Doctor-Assisted Suicide: Some Useful Clarifications (6 March 2013)

            On her National Public Radio show on 5 March 2013, Diane Rehm got into an exchange that helps clarify the issues with doctor-assisted suicide.

            Early in the show, Ms. Rehm talked with Krayton Kerns, who, uses his doctorate with his name and stresses it on his website, and thereby made himself fair game for a line of questioning that started with his being a practicing veterinarian, and a vet definitely willing to euthanize animals: "Oh yeah, without a doubt. We do it all the time."

            Krayton Kerns, DVM, is relevant to discussing doctor-assisted suicide with humans because he is also the Honorable Krayton Kerns, Representative in the Montana Legislature for House District 58, and Rep. Kerns recently pushed through the Montana House of Representatives a bill that could — if approved by the Montana Senate and signed by the Governor — impose on any Montana physician assisting in a suicide (1) a fine of up to fifty thousand dollars and/or (2) ten years in jail.

            In response to Dr. Kerns's robust reply on his professional willingness to put down animals, Rehm asked, "And how do you see the treatment, the care and treatment of those animals as being different from the treatment of humans who wish to die?" Kerns responded that the situation with animals is "entirely different." He explained, "Number one, they can't give their consent […]." Since the non-human animals' lack of choice here seemed to work against Kerns's position, Rehm pushed the point, and Kerns replied that "The animal has no choice. That would be correct. And the human being does have the choice. Yeah, I think that would be a correct assessment."

            Rehm pushed on: humans have choice and what "if the human being says, I choose to die" and adds, "I really am asking you, my doctor, to assist me in dying" — how would Kerns "regard that as different"?

            Kerns's immediate answer was rambling but instructive: "Well, you're also asking the doctor to go against their oath above all, do no harm, and […] they're no longer an agent of healing. You know, it's a different circumstance then. And this also gets discombobulated as this nation degrades into a single-party payer health care system where everything is controlled by the government. And then we have a very frightening situation where the government controls the diagnostic end of your disorder, the treatment end of your disorder. And due to the power of the inheritance tax, it is to their advantage for you to select suicide as early as possible before you exhaust your resources."

            To help clarity — clarification is my goal here — Kerns raises the important points of (1) the possibility of harming someone by failing to act, (2) money, and, crucially, (3) of control: who gets to decide what.

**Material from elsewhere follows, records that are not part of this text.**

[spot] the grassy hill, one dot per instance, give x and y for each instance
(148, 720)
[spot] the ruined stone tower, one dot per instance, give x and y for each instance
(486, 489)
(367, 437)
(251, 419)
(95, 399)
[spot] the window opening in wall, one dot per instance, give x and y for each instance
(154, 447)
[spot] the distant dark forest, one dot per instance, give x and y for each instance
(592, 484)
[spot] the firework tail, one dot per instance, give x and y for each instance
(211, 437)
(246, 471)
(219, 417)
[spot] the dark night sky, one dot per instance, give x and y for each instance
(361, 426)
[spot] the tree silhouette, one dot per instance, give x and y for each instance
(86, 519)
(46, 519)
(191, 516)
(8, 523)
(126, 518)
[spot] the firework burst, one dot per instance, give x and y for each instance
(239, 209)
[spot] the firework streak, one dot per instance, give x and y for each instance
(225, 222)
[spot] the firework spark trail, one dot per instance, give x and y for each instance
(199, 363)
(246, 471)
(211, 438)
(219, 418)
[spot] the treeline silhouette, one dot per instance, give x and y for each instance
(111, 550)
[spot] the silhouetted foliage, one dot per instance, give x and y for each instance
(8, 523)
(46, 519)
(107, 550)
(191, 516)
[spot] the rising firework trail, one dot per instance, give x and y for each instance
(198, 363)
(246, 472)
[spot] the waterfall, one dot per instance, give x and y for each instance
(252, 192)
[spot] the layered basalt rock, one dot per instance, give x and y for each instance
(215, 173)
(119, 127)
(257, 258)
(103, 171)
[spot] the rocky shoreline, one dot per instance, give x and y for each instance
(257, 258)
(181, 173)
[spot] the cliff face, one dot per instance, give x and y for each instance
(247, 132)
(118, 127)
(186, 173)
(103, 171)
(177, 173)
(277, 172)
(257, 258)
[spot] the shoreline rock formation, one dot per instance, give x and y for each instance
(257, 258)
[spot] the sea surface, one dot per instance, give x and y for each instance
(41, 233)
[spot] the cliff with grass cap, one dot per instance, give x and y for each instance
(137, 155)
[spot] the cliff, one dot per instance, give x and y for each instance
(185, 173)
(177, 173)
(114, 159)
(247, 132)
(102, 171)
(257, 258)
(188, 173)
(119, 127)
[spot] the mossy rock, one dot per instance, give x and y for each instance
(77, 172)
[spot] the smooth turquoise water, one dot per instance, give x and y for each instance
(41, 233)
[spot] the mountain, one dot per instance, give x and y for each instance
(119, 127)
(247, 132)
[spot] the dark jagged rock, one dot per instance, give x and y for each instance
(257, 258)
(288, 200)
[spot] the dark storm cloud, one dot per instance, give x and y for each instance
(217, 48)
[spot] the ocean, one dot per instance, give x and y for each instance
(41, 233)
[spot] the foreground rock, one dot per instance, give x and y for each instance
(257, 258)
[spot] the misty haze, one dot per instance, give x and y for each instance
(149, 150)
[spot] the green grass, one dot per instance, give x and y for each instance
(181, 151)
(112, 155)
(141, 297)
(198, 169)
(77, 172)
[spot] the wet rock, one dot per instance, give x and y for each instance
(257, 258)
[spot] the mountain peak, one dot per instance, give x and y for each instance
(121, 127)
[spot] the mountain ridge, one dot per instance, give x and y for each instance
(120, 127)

            Like a good teacher or most excellent interviewer, Rehm prompts Kerns with "But suppose I am really suffering from something as debilitating as, say, Parkinson's disease or ALS or an invasive cancer that is bringing me so much pain and suffering that I no longer wish to live and wish to die in as humane a fashion as I would treat my dog." And then we get to the heart of the matter.

            "Well, of course, Kerns responds, "I view it as you're interfering with a decision that is not yours to make, it's God's. He'll take your life when it is time. And until that time, it's your obligation to press on and make the best that you can with what you have available."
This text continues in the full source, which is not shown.